O Guardanapo da Primeira Confissão

A Madrugada da Mensagem Mais Sincera

A madrugada sempre afina o que é verdadeiro. Não há ruído, não há pressa, não há disfarce. É nesse horário que as palavras deixam de querer parecer fortes e passam a querer apenas ser reais.

Abro a conversa com o seu nome, Vera Lúcia, e fico alguns instantes sem escrever. Não estou organizando frases. Estou sentindo. Há coisas que não nascem da mente, mas do lugar exato onde o silêncio encontra o coração.

Escrevo pouco. Porque o que é essencial não precisa de excesso.

Digo que você é presença mesmo quando não fala. Digo que pensar em você me acalma mais do que qualquer explicação. Digo que amar você não me confunde, me organiza. Não peço nada. Não sugiro nada. Apenas coloco diante de você o que já existe em mim há tempos.

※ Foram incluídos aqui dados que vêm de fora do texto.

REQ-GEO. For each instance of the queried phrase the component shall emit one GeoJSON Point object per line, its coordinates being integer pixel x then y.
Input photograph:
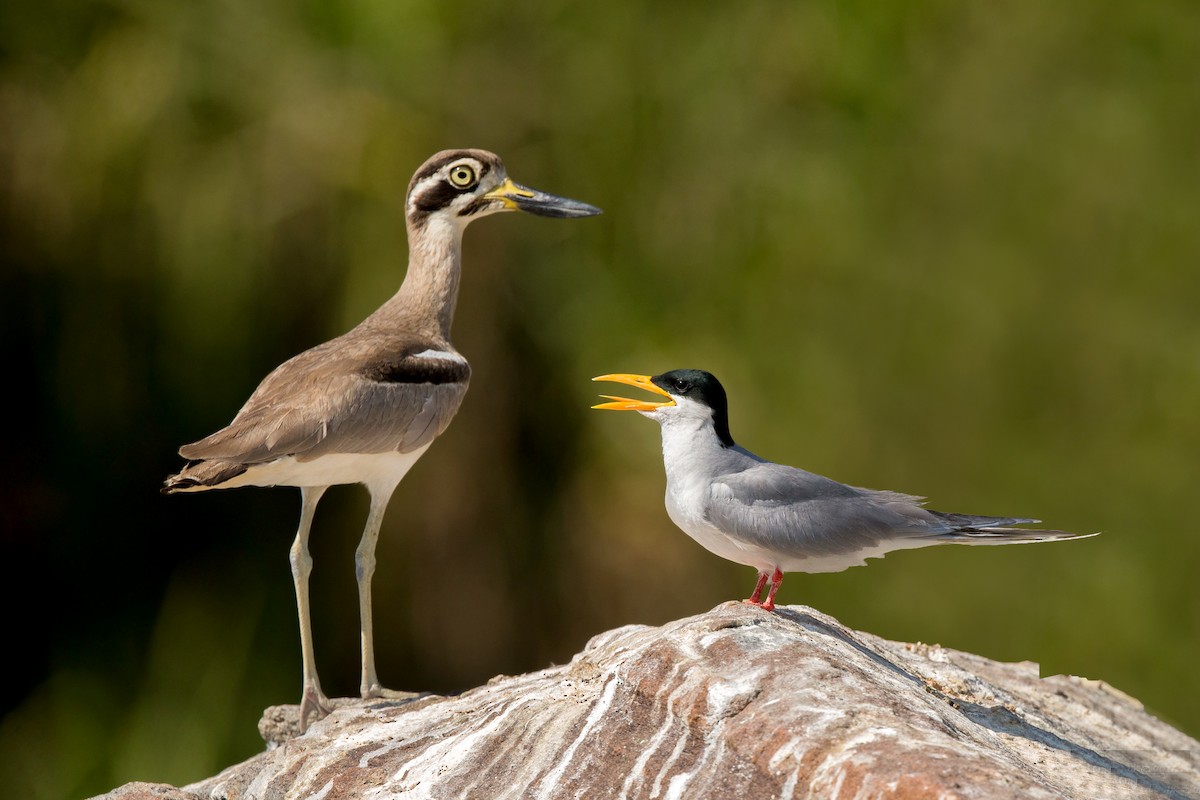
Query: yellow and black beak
{"type": "Point", "coordinates": [625, 404]}
{"type": "Point", "coordinates": [522, 198]}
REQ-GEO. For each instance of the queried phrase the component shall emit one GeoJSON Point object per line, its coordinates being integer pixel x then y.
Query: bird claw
{"type": "Point", "coordinates": [313, 703]}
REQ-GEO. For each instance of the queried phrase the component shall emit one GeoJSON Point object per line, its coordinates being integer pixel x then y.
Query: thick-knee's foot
{"type": "Point", "coordinates": [312, 704]}
{"type": "Point", "coordinates": [766, 605]}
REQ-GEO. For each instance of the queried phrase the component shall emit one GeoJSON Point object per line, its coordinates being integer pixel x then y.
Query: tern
{"type": "Point", "coordinates": [779, 518]}
{"type": "Point", "coordinates": [364, 407]}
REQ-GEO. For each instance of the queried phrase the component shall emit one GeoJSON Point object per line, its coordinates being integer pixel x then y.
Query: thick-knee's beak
{"type": "Point", "coordinates": [624, 403]}
{"type": "Point", "coordinates": [521, 198]}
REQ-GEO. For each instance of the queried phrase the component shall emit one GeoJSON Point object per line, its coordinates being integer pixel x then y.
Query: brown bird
{"type": "Point", "coordinates": [364, 407]}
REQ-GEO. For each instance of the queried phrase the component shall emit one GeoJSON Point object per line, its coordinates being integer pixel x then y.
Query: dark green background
{"type": "Point", "coordinates": [946, 248]}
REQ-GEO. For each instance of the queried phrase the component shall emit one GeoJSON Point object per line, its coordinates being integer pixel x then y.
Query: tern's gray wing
{"type": "Point", "coordinates": [797, 513]}
{"type": "Point", "coordinates": [342, 400]}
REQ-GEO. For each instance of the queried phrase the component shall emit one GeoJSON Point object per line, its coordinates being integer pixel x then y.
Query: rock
{"type": "Point", "coordinates": [735, 703]}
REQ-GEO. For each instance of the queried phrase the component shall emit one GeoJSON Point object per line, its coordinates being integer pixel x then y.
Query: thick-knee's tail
{"type": "Point", "coordinates": [199, 475]}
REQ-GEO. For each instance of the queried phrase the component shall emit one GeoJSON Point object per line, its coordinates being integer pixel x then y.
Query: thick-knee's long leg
{"type": "Point", "coordinates": [365, 564]}
{"type": "Point", "coordinates": [312, 699]}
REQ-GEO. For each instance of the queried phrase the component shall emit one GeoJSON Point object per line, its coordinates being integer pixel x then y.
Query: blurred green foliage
{"type": "Point", "coordinates": [946, 248]}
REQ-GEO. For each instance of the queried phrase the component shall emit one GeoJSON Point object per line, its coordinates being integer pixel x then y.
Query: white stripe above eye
{"type": "Point", "coordinates": [441, 355]}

Leio antes de enviar. Não para corrigir, mas para confirmar se ali está a verdade inteira. Está.

Envio.

Depois, fecho o telefone. Não fico esperando resposta imediata. A entrega já aconteceu. A mensagem cumpriu seu papel ao sair de mim.

Naquela madrugada, o amor não pediu retorno. Ele apenas se mostrou.